Apparently, if we were really smart, we all would have started investing when we were 19. When I was 19, I was very busy deciding which level of Mystic Tan most suited my skin tone for the next fraternity formal. Literally, the last thing on my mind was investing for retirement.
Now, nearly a decade later, saving-and-investing seems equally necessary and impossible. And let’s be honest: sometimes it really isn’t feasible. When you’re in a particular territory of utter brokeness, sometimes it’s all you can do just to buy groceries. But what if you’re just a notch above that—still broke, but less broke? If you only have 25 or 50 dollars to put aside each month, where should you put it?
Here are three financially savvy ideas, from people who probably did study finance:
Invest it. As long as you’re doing it with money that you don’t need access to for the next few years, and you’ve done the math to make sure that the fee for buying a stock or a mutual fund doesn’t offset its benefit, making a small investment can be worthwhile.
Use it to pay off debt. Another option with a small bit of cash is to add it—$25, for example—onto your minimum monthly payment for debts you’re paying off. You can save a little over $3 for every $25 you pay off per year, which may not seem like a lot, but the sooner you’re out of debt, the sooner you can put more cash money into long-term investments.
Put it in a savings account.

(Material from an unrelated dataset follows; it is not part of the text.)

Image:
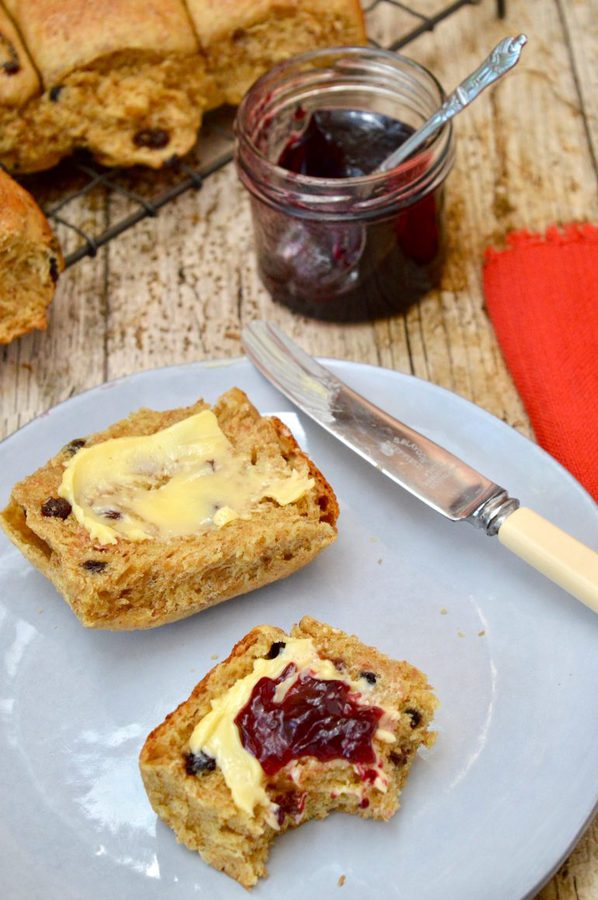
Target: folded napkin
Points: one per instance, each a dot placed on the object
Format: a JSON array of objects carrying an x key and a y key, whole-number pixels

Maybe you don’t feel comfortable investing when you have so little extra money in the first place; what if you need it for an emergency? For some people, having money from a paycheck directly deposited into a savings account, first thing, is the best way to ensure that money is set aside, while also providing the security of knowing it’s just an online transaction away from being in your checking account if the going gets tough.